Gus is still taken by the way the community helps and supports each other and plays a part in its own growth and evolution. A young woman gets cancer and needs help with medical bills and living expenses – the community raised the funds. The movie theater has a new owner needing a stronger financial base – once again, funds are raised locally.

The Council members are proud that the citizens take an interest in various happenings, changes, and projects around town. Citizens show up at Council meetings to express their opinions. As with most families, they do not always agree; they do not always have the whole picture or have all the information; they do not always see the end result as the same; but, they are there sharing what they do see and want. They are engaged and as with most families, each “matters as a person” even with the disagreements.

Then it comes to the hard decisions – the ones that the Councilmembers have to make.
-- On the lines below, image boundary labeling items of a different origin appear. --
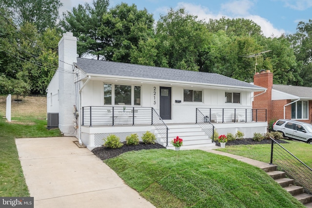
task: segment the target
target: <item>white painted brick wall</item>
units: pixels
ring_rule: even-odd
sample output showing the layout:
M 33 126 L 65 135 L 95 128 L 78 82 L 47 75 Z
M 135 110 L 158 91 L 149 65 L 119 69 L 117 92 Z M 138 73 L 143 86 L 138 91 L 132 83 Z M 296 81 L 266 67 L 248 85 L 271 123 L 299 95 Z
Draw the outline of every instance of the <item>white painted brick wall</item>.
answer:
M 58 127 L 65 136 L 76 135 L 73 112 L 76 96 L 78 95 L 76 95 L 73 65 L 77 62 L 77 41 L 72 33 L 67 32 L 58 42 Z

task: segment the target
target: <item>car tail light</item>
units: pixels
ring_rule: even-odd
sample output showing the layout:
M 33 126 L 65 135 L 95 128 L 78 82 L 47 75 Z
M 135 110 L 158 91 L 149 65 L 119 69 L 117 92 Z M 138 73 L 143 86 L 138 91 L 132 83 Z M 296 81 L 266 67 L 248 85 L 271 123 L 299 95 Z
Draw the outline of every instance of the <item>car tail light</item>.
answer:
M 276 124 L 276 122 L 277 122 L 277 121 L 275 121 L 275 122 L 274 122 L 274 123 L 273 123 L 273 125 L 272 125 L 272 128 L 274 128 L 274 125 L 275 125 L 275 124 Z

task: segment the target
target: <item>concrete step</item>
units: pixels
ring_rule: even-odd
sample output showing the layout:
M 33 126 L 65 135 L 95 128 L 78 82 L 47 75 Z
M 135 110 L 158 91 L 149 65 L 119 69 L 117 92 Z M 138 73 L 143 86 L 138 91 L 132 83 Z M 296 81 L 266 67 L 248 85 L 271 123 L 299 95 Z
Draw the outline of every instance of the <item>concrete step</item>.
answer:
M 302 203 L 303 204 L 303 203 Z M 308 208 L 312 208 L 312 202 L 310 202 L 307 204 L 304 204 L 304 206 Z
M 277 166 L 275 165 L 270 165 L 266 163 L 265 164 L 261 166 L 257 166 L 257 167 L 261 168 L 266 172 L 275 171 L 277 169 Z
M 307 204 L 312 204 L 312 195 L 307 193 L 300 193 L 294 196 L 299 202 L 306 205 Z
M 298 186 L 290 186 L 284 187 L 284 189 L 286 190 L 287 192 L 292 196 L 295 196 L 298 194 L 303 193 L 303 188 Z
M 286 187 L 289 186 L 289 185 L 293 185 L 293 179 L 291 178 L 280 178 L 275 180 L 275 181 L 278 183 L 282 187 Z
M 267 173 L 268 173 L 268 174 L 274 180 L 285 178 L 286 175 L 284 172 L 282 172 L 281 171 L 278 170 L 268 172 Z

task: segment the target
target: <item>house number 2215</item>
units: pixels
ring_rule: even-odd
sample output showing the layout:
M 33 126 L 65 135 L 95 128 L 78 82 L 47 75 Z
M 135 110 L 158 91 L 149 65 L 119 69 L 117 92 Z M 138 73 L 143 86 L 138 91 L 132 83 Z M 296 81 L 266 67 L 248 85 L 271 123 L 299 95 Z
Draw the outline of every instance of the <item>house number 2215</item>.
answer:
M 156 105 L 156 87 L 154 87 L 154 91 L 153 92 L 153 94 L 154 96 L 154 105 Z

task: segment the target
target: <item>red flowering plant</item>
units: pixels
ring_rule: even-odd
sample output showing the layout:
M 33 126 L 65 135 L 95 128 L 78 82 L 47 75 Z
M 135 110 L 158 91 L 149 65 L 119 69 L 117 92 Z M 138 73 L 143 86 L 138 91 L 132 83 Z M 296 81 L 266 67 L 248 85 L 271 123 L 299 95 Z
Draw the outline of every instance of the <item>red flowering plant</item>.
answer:
M 224 134 L 220 135 L 218 137 L 218 141 L 219 142 L 226 142 L 228 141 L 228 138 L 226 138 L 226 136 Z
M 183 145 L 183 140 L 181 138 L 179 137 L 179 136 L 176 136 L 176 137 L 174 138 L 173 140 L 171 141 L 171 144 L 176 147 L 180 147 Z

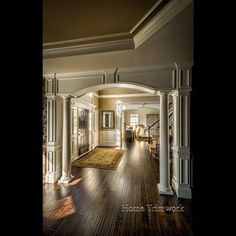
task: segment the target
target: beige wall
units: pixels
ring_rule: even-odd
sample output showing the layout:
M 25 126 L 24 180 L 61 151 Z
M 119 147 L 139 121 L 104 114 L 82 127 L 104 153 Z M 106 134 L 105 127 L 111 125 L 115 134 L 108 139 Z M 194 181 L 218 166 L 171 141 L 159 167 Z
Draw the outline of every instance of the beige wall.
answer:
M 124 113 L 125 123 L 128 126 L 130 125 L 130 114 L 138 114 L 139 124 L 146 126 L 146 115 L 147 114 L 159 114 L 159 110 L 140 108 L 140 109 L 132 109 L 132 110 L 125 111 L 125 113 Z
M 150 96 L 150 97 L 131 97 L 131 98 L 99 98 L 99 109 L 100 109 L 100 130 L 104 130 L 101 128 L 101 111 L 102 110 L 113 110 L 116 111 L 116 104 L 120 101 L 122 103 L 128 103 L 128 102 L 159 102 L 159 96 Z M 132 110 L 137 111 L 137 110 Z M 146 114 L 157 114 L 159 113 L 158 110 L 155 109 L 140 109 L 140 121 L 144 122 L 144 125 L 146 125 Z M 128 119 L 128 118 L 127 118 Z M 128 122 L 127 122 L 128 125 Z M 115 128 L 116 128 L 116 116 L 115 116 Z M 106 129 L 107 130 L 107 129 Z

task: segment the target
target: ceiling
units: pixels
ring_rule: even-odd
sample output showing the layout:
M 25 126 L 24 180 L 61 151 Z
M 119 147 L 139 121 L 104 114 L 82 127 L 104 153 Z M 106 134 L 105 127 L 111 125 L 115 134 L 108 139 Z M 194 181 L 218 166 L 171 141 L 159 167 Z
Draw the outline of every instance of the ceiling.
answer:
M 43 42 L 129 32 L 156 2 L 43 0 Z

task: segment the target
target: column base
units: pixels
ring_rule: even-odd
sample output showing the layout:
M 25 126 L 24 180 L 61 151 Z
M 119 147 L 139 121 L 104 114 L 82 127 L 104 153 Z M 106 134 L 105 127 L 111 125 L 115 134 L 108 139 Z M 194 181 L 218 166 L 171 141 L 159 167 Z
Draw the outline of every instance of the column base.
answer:
M 61 179 L 58 180 L 58 184 L 68 184 L 73 178 L 73 175 L 68 177 L 61 177 Z
M 158 190 L 160 194 L 163 195 L 174 195 L 174 192 L 172 191 L 171 186 L 169 186 L 169 188 L 163 188 L 160 183 L 157 184 Z

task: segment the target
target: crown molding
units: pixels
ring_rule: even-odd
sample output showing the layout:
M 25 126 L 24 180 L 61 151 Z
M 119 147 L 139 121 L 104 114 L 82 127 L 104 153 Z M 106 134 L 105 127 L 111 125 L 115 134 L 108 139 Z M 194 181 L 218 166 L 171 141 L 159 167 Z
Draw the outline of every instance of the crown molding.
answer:
M 79 38 L 79 39 L 72 39 L 72 40 L 64 40 L 64 41 L 57 41 L 51 43 L 44 43 L 43 47 L 47 49 L 47 47 L 56 47 L 56 46 L 73 46 L 77 44 L 89 44 L 89 43 L 96 43 L 99 41 L 112 41 L 117 39 L 127 39 L 130 36 L 129 32 L 125 33 L 117 33 L 117 34 L 108 34 L 108 35 L 100 35 L 95 37 L 87 37 L 87 38 Z
M 158 0 L 152 8 L 139 20 L 139 22 L 130 30 L 130 33 L 133 34 L 134 31 L 141 26 L 144 21 L 155 11 L 155 9 L 160 5 L 160 3 L 163 2 L 163 0 Z
M 133 39 L 121 39 L 116 41 L 106 41 L 99 43 L 90 43 L 84 45 L 74 45 L 66 47 L 48 48 L 43 50 L 43 57 L 63 57 L 81 54 L 90 54 L 98 52 L 119 51 L 125 49 L 133 49 Z
M 143 44 L 192 2 L 193 0 L 172 0 L 168 2 L 166 6 L 134 36 L 135 48 Z
M 131 98 L 131 97 L 150 97 L 154 96 L 150 93 L 132 93 L 132 94 L 109 94 L 109 95 L 98 95 L 99 98 Z
M 135 49 L 192 2 L 193 0 L 171 0 L 161 10 L 157 11 L 156 15 L 147 24 L 144 24 L 145 20 L 157 10 L 158 6 L 164 3 L 163 0 L 157 1 L 130 32 L 44 43 L 43 58 Z M 142 27 L 142 25 L 144 26 Z

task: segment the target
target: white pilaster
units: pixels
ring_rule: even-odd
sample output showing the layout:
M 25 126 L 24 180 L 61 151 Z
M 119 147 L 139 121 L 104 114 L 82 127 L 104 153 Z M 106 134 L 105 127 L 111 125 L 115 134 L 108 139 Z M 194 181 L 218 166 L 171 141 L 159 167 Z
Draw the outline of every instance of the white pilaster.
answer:
M 160 92 L 160 194 L 173 195 L 170 186 L 168 93 Z
M 174 145 L 172 186 L 178 197 L 191 198 L 189 90 L 172 93 Z
M 63 99 L 62 131 L 62 176 L 58 183 L 68 184 L 71 175 L 71 96 L 60 95 Z
M 59 138 L 60 131 L 60 98 L 56 95 L 47 95 L 47 153 L 45 163 L 45 183 L 55 183 L 61 177 L 62 146 Z M 57 130 L 57 132 L 56 132 Z

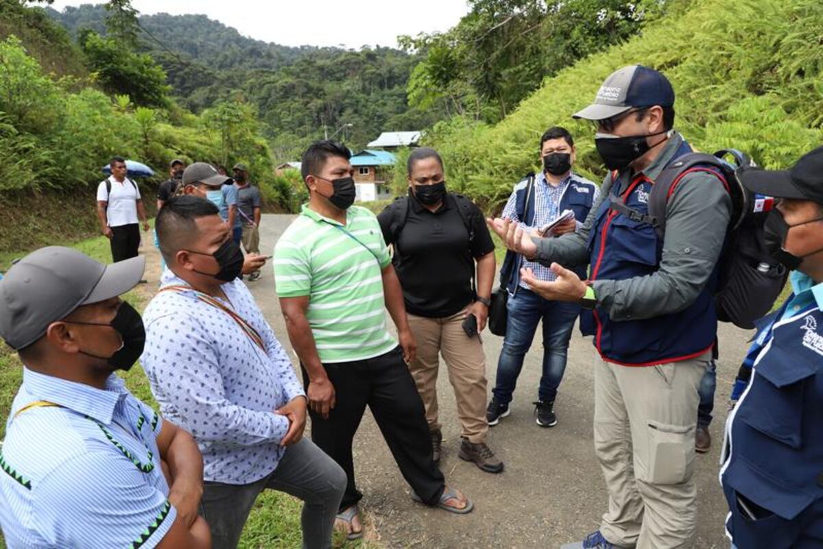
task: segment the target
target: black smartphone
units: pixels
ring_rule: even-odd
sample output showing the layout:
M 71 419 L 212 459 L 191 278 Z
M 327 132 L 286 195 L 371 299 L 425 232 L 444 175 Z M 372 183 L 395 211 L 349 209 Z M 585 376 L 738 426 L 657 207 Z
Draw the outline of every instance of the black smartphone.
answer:
M 477 334 L 477 317 L 474 315 L 469 315 L 463 321 L 463 331 L 466 332 L 466 335 L 470 338 L 473 338 Z

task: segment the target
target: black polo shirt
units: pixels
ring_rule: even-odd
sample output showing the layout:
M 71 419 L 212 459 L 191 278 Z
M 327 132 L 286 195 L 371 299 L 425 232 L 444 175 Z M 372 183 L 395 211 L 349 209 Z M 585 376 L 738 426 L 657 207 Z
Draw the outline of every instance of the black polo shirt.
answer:
M 390 205 L 377 219 L 386 243 L 394 245 L 393 263 L 403 288 L 407 311 L 430 318 L 459 312 L 474 299 L 475 258 L 495 251 L 483 213 L 474 204 L 463 212 L 474 233 L 469 242 L 469 232 L 453 195 L 446 195 L 443 205 L 435 212 L 414 197 L 400 200 L 408 201 L 409 207 L 397 242 L 390 228 L 393 218 L 402 209 Z

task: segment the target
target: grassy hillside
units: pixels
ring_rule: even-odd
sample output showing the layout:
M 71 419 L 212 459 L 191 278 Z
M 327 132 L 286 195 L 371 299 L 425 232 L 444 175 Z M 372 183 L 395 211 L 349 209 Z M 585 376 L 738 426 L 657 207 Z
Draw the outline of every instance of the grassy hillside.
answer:
M 430 133 L 449 183 L 487 207 L 537 166 L 540 135 L 559 124 L 575 136 L 578 169 L 604 173 L 591 124 L 571 114 L 612 71 L 642 63 L 663 71 L 677 95 L 675 127 L 701 150 L 734 146 L 770 168 L 823 142 L 820 0 L 695 0 L 625 44 L 544 81 L 495 126 L 460 118 Z

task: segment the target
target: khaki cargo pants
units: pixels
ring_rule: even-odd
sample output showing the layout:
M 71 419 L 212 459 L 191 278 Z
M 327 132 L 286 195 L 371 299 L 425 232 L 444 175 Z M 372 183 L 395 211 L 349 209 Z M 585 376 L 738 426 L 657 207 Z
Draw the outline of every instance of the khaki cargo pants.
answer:
M 711 353 L 626 367 L 594 358 L 594 448 L 609 492 L 601 533 L 638 549 L 691 547 L 697 391 Z
M 425 406 L 429 429 L 439 430 L 437 373 L 439 355 L 442 354 L 457 398 L 462 436 L 473 443 L 485 442 L 489 430 L 486 421 L 486 354 L 479 337 L 466 335 L 463 321 L 462 311 L 444 318 L 408 315 L 409 327 L 417 343 L 417 356 L 409 364 L 409 371 Z

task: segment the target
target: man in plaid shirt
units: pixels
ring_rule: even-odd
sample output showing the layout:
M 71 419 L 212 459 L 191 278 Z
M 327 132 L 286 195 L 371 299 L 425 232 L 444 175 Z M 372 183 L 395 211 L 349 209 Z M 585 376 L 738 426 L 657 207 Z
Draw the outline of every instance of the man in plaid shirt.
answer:
M 503 210 L 502 217 L 517 221 L 523 227 L 539 229 L 564 210 L 574 217 L 555 227 L 551 235 L 558 237 L 579 230 L 597 199 L 599 189 L 591 181 L 571 172 L 574 163 L 574 141 L 567 130 L 550 128 L 540 139 L 540 157 L 543 171 L 533 178 L 521 181 L 514 187 Z M 507 252 L 501 270 L 500 284 L 509 290 L 509 313 L 503 350 L 497 363 L 497 380 L 491 402 L 486 410 L 489 425 L 496 425 L 509 415 L 509 405 L 523 368 L 523 358 L 532 345 L 534 333 L 543 321 L 543 372 L 540 379 L 535 421 L 545 427 L 557 424 L 554 413 L 557 388 L 565 371 L 569 340 L 574 319 L 580 312 L 578 303 L 548 301 L 534 293 L 520 280 L 520 269 L 531 269 L 540 280 L 554 280 L 548 267 Z M 574 269 L 586 279 L 586 265 Z

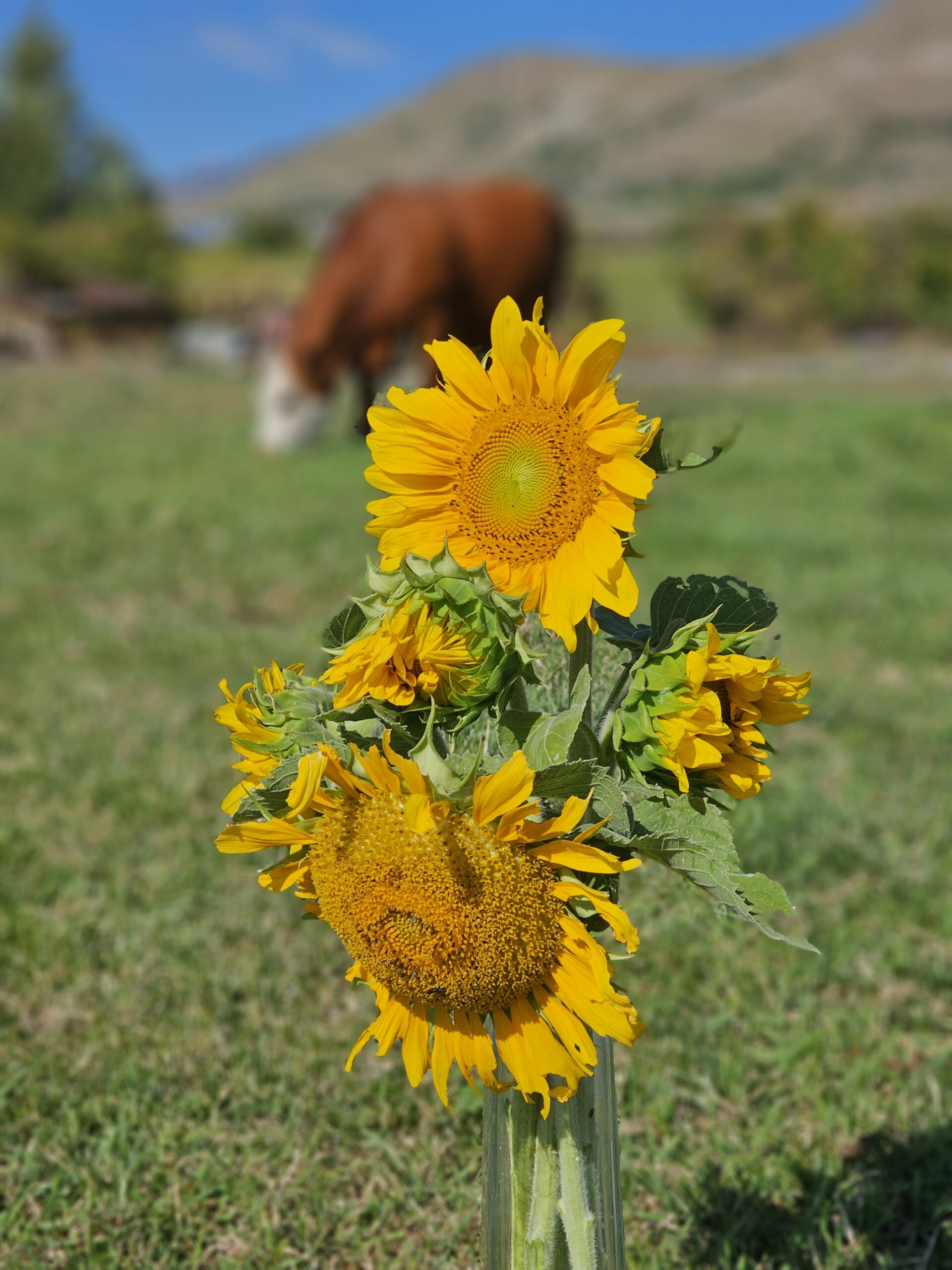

Each agrees the courage to be part of a team making these decisions and leading even when it is unpopular is an important quality to bring to the table. But the observation was to not personalize what others say as the discussion progresses and opinions are expressed. This was the number one quality needed to work well as a Councilmember. In other words, having a “thick skin” and an open mind is most important. 

When it comes to working together and making decisions, Joe shares that the five Councilmembers are “happy and work well together” with “no self agendas” as they “try to make the city better”. These are the prerequisites to making thoughtful, hard decisions as a City Councilmember.

Next month, I will take a more in-depth look at what these five people do for our city.